USA raten von humanitärer Waffenruhe ab
Die Hamas, die von Israel, der EU und den USA als Terrororganisation eingestuft wird, verübte am 7. Oktober Angriffe von beispiellosem Ausmaß auf den Süden Israels, tötete dort nach Militärangaben mehr als 1.400 Menschen und verschleppte vermutlich etwa 220 Geiseln in den Gazastreifen, darunter eine unbekannte Zahl von Ausländern und Doppelstaatlern.
Israel reagiert darauf mit praktisch unablässigen Luftangriffen auf das dicht besiedelte Küstengebiet. Aktuell bereitet Israel offenbar eine Bodenoffensive im Gazastreifen vor, die die völlige Zerschlagung der dort herrschenden Hamas zum Ziel haben soll. Die USA forderten die Regierung von Ministerpräsident Benjamin Netanyahu indes auf, mit dem Einmarsch zu warten, um mehr Zeit für Verhandlungen um eine Freilassung weiterer Geiseln zu haben.
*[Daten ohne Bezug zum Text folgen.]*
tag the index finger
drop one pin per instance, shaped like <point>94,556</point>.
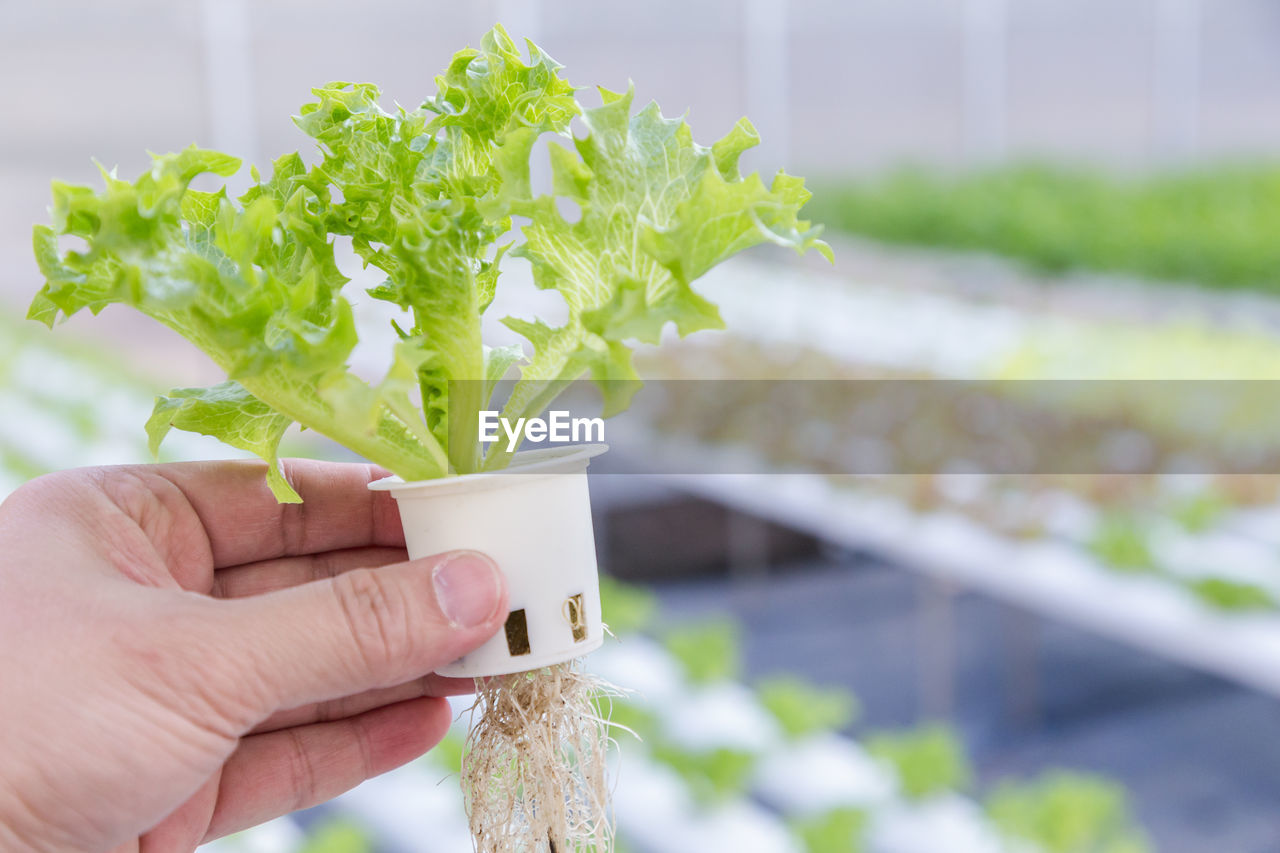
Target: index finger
<point>245,523</point>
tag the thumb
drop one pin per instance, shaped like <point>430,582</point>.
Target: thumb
<point>365,629</point>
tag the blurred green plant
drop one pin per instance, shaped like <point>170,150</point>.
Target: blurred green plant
<point>927,761</point>
<point>712,775</point>
<point>1068,812</point>
<point>1215,226</point>
<point>626,609</point>
<point>1198,512</point>
<point>1226,594</point>
<point>803,708</point>
<point>1120,542</point>
<point>840,829</point>
<point>337,836</point>
<point>707,652</point>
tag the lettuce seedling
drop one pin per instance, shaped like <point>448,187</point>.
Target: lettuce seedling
<point>426,196</point>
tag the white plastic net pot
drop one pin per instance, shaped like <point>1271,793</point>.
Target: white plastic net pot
<point>534,520</point>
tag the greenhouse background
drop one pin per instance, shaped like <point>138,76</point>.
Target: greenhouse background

Auch von einer humanitären Waffenruhe raten die USA ab. "Jeder Waffenstillstand würde der Hamas die Möglichkeit geben, sich auszuruhen, aufzurüsten und sich darauf vorzubereiten, weitere terroristische Angriffe gegen Israel zu verüben", sagte der Sprecher des US-Außenministeriums, Matthew Miller.
Israel dankt Ägypten und Rotem Kreuz
Die Freilassung der beiden Frauen soll nach Angaben der Hamas von Katar und Ägypten vermittelt worden sein. Die Geiseln seien "trotz der Verbrechen der Besatzung" aus "humanitären Gründen" freigelassen worden, erklärte Hamas-Sprecher Abu Obeida im Telegram-Kanal der Al-Kassam-Brigaden.
Israels Regierung bedankte sich am Abend bei Ägypten und beim Internationalen Komitee vom Roten Kreuz für ihren Beitrag bei der Freilassung der zwei Geiseln. Auch die Armee sei in den vergangenen Tagen "auf allen Kanälen sehr aktiv" gewesen, um die Freilassung der beiden Geiseln zu erreichen. Die beiden Frauen seien ans Militär übergeben worden, teilte das Büro Netanyahus mit. Sie seien auf dem Weg in eine israelische Klinik. Dort warteten den Angaben nach Verwandte auf sie.
Steht Freilassung von 50 Geiseln bevor?
Zuvor hatte es Medienberichte über eine möglicherweise bevorstehende Freilassung von 50 Geiseln gegeben. Die "New York Times" berichtet, dass Israel davon ausgehe, dass die Hamas etwa 50 Geiseln, die nicht nur die israelische, sondern auch eine andere Staatsbürgerschaft hätten, freilassen könnte.
Aus den USA gab es zunächst keine Bestätigung für eine möglicherweise bevorstehende Freilassung einer größeren Anzahl an Geiseln. Der Kommunikationsdirektor des Nationalen Sicherheitsrates, John Kirby, sagte, er könne nichts dazu sagen. Grundsätzlich sei es mit Blick auf die Verhandlungen "in der jetzigen Phase des Prozesses nicht möglich, öffentlich über die laufenden Bemühungen zu berichten", sagte Kirby. Man werde weiter mit den Partnern in der Region zusammenarbeiten, um alles dafür zu tun, damit die Geiseln freigelassen werden.
Der israelische Sender i24news berichtete unter Berufung auf das Rote Kreuz, der Rettungsdienst sei unterwegs, um eine Gruppe von etwa 50 Entführten mit doppelter Staatsbürgerschaft empfangen zu können. Eine Einigung sei binnen Stunden möglich, sollten keine neuen Hindernisse auftauchen, hieß es weiter.